The QNI: fostering excellence

20 June 2024
Volume 33 · Issue 12

The Queen's Nursing Institute (QNI), established in 1887 during Queen Victoria's Golden Jubilee, was originally named in her honour. Since its inception it has had a royal patron, although not always the reigning monarch. Queen Victoria's era marked the development of modern nursing services in the UK and beyond, including the start of organised district nursing in 1859. Queen Elizabeth II, the fifth Patron, reinstated the Queen's Nurse title in 2007 and hosted Queen's Nurses at Buckingham Palace garden parties and other events. The current Patron, the sixth, is Queen Camilla.

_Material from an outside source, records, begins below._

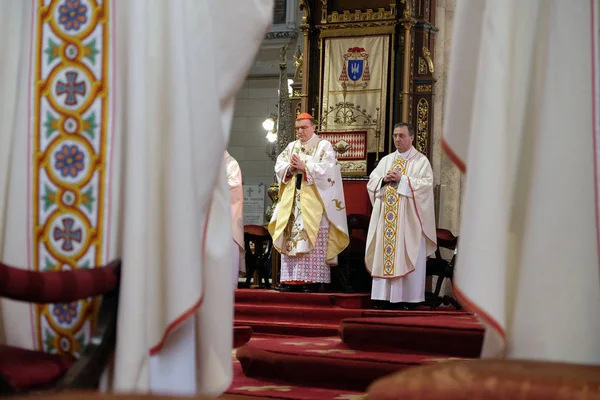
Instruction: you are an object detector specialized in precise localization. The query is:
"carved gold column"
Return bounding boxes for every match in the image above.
[402,0,416,123]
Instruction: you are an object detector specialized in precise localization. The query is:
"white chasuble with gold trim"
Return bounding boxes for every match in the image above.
[269,135,349,265]
[365,147,436,278]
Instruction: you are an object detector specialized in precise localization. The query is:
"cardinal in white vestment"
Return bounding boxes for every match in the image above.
[365,123,437,307]
[269,113,349,292]
[443,0,600,365]
[0,0,273,395]
[225,151,246,288]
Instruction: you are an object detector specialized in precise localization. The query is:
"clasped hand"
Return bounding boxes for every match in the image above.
[383,169,402,182]
[290,154,306,172]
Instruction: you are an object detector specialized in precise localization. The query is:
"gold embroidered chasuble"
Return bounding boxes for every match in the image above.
[365,147,436,278]
[269,135,349,265]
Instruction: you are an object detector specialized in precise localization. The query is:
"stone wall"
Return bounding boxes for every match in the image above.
[431,0,461,235]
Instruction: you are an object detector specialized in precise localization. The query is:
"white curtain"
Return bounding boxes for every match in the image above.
[444,0,600,364]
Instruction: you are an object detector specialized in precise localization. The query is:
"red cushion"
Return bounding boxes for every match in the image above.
[0,345,75,390]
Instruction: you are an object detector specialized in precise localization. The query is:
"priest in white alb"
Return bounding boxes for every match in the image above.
[269,113,349,292]
[365,123,436,308]
[225,151,246,289]
[0,0,273,395]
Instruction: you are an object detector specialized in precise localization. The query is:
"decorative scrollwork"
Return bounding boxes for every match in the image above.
[321,0,327,24]
[321,101,379,126]
[418,57,427,75]
[339,160,367,176]
[417,99,429,155]
[422,46,434,74]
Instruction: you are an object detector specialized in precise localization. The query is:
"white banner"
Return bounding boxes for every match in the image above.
[320,35,389,152]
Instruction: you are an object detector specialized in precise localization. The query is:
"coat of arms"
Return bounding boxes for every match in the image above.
[339,47,371,89]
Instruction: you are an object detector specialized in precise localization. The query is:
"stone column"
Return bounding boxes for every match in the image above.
[431,0,461,235]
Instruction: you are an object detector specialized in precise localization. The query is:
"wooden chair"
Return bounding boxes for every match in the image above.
[244,225,273,289]
[425,229,462,310]
[0,261,120,396]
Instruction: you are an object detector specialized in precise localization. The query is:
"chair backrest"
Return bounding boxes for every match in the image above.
[244,225,273,260]
[436,228,458,250]
[0,260,121,304]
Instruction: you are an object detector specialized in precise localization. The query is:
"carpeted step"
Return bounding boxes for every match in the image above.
[235,289,371,309]
[236,337,458,392]
[235,303,363,324]
[233,325,252,349]
[225,348,363,400]
[340,315,484,357]
[235,317,340,337]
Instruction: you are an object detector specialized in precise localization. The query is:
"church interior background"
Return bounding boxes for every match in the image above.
[228,0,461,235]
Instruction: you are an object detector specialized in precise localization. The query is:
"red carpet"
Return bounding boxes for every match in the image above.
[233,326,252,349]
[340,313,483,357]
[237,337,462,391]
[227,348,362,400]
[227,289,483,399]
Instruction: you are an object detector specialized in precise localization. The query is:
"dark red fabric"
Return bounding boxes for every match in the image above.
[233,326,252,349]
[340,316,484,357]
[0,261,120,303]
[0,345,75,390]
[344,180,371,215]
[236,337,438,391]
[227,359,362,400]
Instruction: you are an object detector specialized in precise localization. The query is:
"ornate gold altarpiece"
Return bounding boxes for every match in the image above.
[292,0,437,177]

William Rathbone (1819-1902) was a prominent English philanthropist and businessman who played a crucial role in the founding of the QNI. He was committed to improving healthcare and nursing services. After experiencing the challenges of caring for his terminally ill wife at home, he recognised the need for professional nursing care within the community. This led him to hire Florence Nightingale-trained nurse Mary Robinson to care for his wife. In 1859, Rathbone established a system of district nursing in Liverpool, which eventually expanded to other cities. His efforts concluded in the founding of the Queen Victoria's Jubilee Institute for Nurses in 1887, now known as the QNI.